Intuition: think of neural TTS as ASR run backwards. ASR is audio → spectrogram → text; TTS is text → spectrogram → audio. The mel-spectrogram is the shared “interlingua” in the middle of both pipelines.

21.4 — Speaker identification & diarization

So far we asked what was said. Now we ask who said it. The key idea is the speaker embedding: a fixed-length vector (a d-vector or x-vector) that captures the unique timbre of a voice, learned so that two clips from the same person land close together and clips from different people land far apart — the same metric-learning idea as face recognition.

Three related tasks build on this:

Speaker verification (1-to-1): “Is this the enrolled user?” Compare the new clip’s embedding to the enrolled one via cosine similarity, and accept if it is above a threshold. This is voice unlock.
Speaker identification (1-to-N): “Which of my N known speakers is this?” Pick the nearest enrolled embedding.
Speaker diarization: “Who spoke when?” Given a meeting recording with unknown speakers, segment it and label each segment — Speaker A, Speaker B… The classic approach slices audio into short windows, embeds each, then clusters the embeddings; each cluster becomes one speaker.

The comparison engine for all three is cosine similarity:

\[\cos(\mathbf{a}, \mathbf{b}) = \frac{\mathbf{a} \cdot \mathbf{b}}{\lVert \mathbf{a}\rVert \, \lVert \mathbf{b}\rVert}\]

In words: measure the angle between two voice vectors — point the same direction (score near 1) and it’s likely the same speaker; point in unrelated directions (score near 0) and it’s someone else, regardless of how loud either recording was. Also written: $\cos(\mathbf{a},\mathbf{b}) = \hat{\mathbf{a}} \cdot \hat{\mathbf{b}}$, the plain dot product of the two vectors after each is scaled to unit length — which is why only direction, not magnitude, matters.

Worked example of verification with embeddings:

import numpy as np
def cos(a, b): return a@b / (np.linalg.norm(a)*np.linalg.norm(b))
enrolled = np.array([0.9, 0.1, 0.4])   # x-vector of the real user
same     = np.array([0.8, 0.2, 0.5])   # same user, new recording
impostor = np.array([0.1, 0.9, 0.2])   # someone else
print(round(cos(enrolled, same), 2))      # 0.97 -> above 0.7 threshold -> ACCEPT
print(round(cos(enrolled, impostor), 2))  # 0.45 -> below threshold -> REJECT

A diarization pipeline ties it together:

flowchart LR
  A[Meeting audio] --> B["VAD:<br/>drop silence"]
  B --> C["Slice into<br/>1-2 s windows"]
  C --> D["Embed each window<br/>(x-vector)"]
  D --> E["Cluster embeddings"]
  E --> F["Label who spoke when<br/>Spk A: 0-4s, Spk B: 4-9s"]
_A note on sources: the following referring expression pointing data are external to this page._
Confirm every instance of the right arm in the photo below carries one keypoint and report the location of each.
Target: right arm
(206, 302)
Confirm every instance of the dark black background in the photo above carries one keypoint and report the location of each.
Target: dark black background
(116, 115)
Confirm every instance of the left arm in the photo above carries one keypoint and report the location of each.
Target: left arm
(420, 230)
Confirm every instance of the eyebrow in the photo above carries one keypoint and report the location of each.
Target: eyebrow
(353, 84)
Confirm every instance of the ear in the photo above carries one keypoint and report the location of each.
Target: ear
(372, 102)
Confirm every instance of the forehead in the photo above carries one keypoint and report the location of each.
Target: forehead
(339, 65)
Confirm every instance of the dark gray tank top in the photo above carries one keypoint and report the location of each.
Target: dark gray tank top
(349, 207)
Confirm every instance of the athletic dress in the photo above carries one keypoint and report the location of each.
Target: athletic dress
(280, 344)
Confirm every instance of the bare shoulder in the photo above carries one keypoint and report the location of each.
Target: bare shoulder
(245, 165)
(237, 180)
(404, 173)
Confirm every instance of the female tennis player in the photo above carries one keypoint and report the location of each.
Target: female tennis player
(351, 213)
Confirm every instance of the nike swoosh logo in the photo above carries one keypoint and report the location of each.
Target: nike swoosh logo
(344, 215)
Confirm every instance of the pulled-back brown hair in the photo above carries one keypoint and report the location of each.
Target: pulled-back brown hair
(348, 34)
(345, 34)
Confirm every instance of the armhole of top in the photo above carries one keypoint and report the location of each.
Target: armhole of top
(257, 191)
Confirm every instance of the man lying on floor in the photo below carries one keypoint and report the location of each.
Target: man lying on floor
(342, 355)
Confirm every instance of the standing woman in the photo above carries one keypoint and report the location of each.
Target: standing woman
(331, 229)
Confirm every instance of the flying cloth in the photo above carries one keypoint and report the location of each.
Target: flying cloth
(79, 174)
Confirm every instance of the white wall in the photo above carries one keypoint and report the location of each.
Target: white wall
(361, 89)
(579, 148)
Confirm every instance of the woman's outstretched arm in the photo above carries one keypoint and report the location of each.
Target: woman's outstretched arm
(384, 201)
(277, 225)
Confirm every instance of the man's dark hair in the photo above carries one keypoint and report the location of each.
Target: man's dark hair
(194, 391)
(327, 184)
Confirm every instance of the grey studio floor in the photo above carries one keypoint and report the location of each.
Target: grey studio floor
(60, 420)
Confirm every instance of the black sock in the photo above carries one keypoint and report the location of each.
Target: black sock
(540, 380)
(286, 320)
The first stage, Voice Activity Detection (VAD), is worth naming on its own: a lightweight classifier that decides, frame by frame, whether speech is present at all. It trims silence before the expensive embedding step, and it is also what tells a phone “the caller stopped talking.”

The clustering step is easy to picture: every short window becomes a dot in embedding space, and dots from the same voice naturally pile up together. The diagram below shows two such piles — one cluster per speaker — which is exactly what “who spoke when” reduces to once the embeddings exist.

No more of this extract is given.